LAUSR

Abstract Although significant advances have been made by magnetite nanoparticles for the applications in magnetic hyperthermia, the optimization and related mechanism of heating efficiency is nevertheless a challenge. Fe3O4 nanoparticles are synthesized by solvothermal method at the different annealing temperature. The annealing regulated the activation energy in the reaction process and plays a major role in controlling the size and cation distribution in the spinel ferrite. In this work, we have carried out a comprehensive study on the impact of cation distribution towards tuning the structural and magnetic parameters and finally optimizing the heating efficiency of the nanoparticles for magnetic hyperthermia application. Characteristics structural parameters have been examined from X-ray diffraction spectra by employing standard Rietveld refinement techniques. Crystallite sizes as calculated from Uniform Stress Deformation Model are found to decrease with heat treatment as supported by the HRTEM study. Cation migration is confirmed from the XRD peak intensity and FTIR study. The saturation magnetization (MS) and magnetic anisotropy (Keff) extracted from the classical Langevin fitting of the M−H data are found to increase with the accelerating annealing temperature.
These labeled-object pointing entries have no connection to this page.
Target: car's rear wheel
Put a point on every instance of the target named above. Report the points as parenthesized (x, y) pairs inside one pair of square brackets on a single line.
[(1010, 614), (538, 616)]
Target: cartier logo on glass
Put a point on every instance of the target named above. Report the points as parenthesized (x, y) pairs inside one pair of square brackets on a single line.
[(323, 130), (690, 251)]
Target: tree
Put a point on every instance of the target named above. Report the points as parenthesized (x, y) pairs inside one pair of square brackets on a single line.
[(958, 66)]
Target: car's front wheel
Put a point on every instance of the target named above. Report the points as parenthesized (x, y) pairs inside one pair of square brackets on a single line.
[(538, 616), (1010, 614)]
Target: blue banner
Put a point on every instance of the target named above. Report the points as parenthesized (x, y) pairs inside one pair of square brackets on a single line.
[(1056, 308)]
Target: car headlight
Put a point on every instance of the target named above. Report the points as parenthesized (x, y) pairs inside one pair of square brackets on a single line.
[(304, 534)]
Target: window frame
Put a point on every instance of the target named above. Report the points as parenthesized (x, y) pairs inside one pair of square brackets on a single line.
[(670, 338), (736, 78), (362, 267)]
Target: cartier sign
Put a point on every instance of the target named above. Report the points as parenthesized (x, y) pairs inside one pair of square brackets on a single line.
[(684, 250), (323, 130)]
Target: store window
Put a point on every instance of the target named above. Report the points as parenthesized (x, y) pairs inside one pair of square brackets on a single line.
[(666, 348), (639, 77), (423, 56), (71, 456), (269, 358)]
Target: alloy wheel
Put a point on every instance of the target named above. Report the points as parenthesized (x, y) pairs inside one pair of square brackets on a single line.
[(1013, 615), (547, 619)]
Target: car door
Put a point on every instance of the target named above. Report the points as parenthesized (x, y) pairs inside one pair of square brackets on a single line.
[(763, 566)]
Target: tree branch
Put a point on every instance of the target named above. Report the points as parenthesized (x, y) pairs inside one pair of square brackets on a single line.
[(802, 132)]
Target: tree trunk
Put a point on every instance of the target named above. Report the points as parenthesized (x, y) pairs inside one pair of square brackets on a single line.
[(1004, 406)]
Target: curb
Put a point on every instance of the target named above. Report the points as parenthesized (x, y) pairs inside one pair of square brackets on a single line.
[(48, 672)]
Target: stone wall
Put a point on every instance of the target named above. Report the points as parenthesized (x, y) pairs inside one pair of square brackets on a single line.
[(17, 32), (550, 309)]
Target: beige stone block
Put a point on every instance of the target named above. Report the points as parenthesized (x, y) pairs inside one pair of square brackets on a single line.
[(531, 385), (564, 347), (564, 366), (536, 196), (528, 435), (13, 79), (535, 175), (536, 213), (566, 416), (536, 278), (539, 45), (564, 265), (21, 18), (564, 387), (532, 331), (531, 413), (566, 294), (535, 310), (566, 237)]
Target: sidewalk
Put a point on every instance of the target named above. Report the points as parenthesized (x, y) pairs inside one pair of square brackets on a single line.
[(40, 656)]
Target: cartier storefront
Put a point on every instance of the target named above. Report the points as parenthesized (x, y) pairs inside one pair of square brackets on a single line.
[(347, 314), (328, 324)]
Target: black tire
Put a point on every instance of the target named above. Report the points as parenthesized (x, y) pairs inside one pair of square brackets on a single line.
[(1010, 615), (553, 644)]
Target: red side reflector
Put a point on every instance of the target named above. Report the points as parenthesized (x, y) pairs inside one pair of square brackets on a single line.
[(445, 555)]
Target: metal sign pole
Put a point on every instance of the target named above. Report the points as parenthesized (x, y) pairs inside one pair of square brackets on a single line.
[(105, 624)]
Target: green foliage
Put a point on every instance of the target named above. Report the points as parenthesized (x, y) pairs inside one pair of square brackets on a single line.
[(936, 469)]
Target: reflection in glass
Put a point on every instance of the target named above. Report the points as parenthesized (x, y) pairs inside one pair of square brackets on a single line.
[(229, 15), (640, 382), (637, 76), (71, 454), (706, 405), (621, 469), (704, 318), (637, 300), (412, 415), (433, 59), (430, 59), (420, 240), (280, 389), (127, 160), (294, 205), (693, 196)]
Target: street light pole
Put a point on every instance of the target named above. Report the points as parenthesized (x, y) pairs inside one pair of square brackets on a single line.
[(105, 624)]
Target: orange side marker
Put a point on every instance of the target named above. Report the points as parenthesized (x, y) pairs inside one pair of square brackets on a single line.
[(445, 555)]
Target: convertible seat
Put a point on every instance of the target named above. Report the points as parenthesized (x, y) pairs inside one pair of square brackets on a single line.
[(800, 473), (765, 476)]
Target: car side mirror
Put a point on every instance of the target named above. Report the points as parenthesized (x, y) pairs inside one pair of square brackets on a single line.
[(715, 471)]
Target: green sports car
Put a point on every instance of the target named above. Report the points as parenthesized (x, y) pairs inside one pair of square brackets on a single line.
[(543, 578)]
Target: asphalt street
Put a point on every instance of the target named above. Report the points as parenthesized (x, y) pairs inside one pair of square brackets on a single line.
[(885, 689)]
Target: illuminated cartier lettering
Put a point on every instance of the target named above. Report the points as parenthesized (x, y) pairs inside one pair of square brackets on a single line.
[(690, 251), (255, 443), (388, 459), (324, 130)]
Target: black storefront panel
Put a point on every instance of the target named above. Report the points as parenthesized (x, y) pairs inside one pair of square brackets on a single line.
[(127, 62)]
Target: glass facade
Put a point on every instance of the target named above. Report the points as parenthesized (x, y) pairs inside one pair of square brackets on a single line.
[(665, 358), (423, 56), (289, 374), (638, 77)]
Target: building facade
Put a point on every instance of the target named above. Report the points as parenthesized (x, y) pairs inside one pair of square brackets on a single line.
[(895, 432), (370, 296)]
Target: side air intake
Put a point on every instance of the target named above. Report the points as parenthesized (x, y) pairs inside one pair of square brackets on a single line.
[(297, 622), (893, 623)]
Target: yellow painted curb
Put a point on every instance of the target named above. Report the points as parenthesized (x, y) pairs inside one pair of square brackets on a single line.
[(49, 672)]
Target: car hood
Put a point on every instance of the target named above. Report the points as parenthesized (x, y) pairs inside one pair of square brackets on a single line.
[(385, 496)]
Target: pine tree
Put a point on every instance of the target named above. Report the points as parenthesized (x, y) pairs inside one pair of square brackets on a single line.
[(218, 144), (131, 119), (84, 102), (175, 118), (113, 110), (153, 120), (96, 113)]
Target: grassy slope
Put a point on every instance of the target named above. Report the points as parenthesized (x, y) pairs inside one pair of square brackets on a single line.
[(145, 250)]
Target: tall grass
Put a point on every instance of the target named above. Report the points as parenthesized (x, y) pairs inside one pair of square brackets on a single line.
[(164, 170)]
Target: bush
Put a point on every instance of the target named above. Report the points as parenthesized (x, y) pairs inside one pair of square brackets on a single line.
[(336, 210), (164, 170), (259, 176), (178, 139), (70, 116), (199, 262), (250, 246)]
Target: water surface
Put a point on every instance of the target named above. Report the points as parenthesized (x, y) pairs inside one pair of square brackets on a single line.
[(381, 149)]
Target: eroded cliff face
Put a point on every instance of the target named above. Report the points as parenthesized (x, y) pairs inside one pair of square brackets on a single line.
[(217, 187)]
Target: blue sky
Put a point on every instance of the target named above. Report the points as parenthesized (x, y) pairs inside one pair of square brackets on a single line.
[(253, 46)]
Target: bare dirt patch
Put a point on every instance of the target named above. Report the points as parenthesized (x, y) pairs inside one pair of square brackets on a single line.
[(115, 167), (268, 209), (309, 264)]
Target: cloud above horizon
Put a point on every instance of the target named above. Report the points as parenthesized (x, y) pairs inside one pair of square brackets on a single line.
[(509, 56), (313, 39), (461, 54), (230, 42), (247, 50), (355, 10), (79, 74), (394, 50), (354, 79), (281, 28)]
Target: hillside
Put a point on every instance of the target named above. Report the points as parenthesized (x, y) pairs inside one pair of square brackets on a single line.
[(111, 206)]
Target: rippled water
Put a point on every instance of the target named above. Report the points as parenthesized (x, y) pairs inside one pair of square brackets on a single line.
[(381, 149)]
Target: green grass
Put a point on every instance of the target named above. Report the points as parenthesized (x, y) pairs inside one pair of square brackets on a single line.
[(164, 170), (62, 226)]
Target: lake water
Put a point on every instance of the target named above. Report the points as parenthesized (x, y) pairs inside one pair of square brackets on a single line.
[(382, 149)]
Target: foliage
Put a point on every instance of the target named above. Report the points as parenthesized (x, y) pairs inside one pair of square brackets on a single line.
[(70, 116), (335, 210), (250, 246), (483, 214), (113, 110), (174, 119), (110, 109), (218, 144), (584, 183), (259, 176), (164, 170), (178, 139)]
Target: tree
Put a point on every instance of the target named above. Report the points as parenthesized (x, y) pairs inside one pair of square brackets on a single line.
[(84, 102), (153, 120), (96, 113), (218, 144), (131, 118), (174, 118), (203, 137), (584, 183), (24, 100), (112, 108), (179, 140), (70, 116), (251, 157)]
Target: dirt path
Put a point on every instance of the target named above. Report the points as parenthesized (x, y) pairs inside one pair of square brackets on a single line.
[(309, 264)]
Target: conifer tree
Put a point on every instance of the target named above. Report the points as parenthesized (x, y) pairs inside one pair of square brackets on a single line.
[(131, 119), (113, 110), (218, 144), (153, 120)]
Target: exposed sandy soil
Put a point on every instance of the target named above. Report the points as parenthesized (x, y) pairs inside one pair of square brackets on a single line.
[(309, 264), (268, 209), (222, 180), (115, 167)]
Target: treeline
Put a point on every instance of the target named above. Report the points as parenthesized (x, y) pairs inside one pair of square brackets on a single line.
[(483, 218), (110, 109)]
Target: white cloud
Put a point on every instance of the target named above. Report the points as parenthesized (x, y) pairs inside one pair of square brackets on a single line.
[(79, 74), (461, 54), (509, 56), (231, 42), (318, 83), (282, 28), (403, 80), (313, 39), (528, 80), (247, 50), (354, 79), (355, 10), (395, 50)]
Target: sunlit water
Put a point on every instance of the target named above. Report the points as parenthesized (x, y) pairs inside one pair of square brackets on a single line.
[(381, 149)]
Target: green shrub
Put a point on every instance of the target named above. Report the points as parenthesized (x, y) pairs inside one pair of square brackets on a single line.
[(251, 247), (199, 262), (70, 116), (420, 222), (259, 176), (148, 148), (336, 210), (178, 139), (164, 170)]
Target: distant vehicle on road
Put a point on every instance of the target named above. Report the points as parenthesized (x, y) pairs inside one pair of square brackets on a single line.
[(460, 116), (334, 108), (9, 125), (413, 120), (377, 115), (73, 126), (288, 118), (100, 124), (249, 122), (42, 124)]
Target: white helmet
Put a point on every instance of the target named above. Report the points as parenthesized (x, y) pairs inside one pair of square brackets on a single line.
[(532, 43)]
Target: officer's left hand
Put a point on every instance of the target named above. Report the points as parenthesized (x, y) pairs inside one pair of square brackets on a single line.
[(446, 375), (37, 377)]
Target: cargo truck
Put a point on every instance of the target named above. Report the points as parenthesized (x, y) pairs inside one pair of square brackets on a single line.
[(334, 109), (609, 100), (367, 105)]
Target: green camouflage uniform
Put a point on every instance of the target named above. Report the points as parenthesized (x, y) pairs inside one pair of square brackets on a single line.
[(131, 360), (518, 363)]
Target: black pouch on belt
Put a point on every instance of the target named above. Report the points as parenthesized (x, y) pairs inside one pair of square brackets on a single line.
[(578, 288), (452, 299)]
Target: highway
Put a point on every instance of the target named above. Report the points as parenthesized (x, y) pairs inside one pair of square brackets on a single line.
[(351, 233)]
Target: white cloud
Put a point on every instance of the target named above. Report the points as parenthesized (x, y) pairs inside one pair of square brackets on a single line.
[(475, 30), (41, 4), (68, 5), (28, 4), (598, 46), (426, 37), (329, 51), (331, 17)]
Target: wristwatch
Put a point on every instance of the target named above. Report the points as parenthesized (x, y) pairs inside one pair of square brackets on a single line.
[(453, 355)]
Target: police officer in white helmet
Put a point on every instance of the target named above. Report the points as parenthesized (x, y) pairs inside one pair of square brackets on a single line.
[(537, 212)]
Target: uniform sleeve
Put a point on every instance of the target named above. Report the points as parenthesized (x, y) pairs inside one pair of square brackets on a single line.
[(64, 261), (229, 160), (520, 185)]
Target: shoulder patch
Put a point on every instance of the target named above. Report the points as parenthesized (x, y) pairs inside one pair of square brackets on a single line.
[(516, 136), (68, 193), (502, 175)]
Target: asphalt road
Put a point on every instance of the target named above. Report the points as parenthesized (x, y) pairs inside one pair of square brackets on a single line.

This increase is ascribed to the dominance of cationic re-arrangement in the variation of magnetic parameters. The perceived specific absorption rate (SAR) for annealed nanoparticles are significantly higher than the un-annealed one. SAR escalates with intensifying annealing temperature. It can be established that the particle size and magnetic anisotropy plays a key role in enhancing the heating efficiency of the Fe3O4 nanoparticles.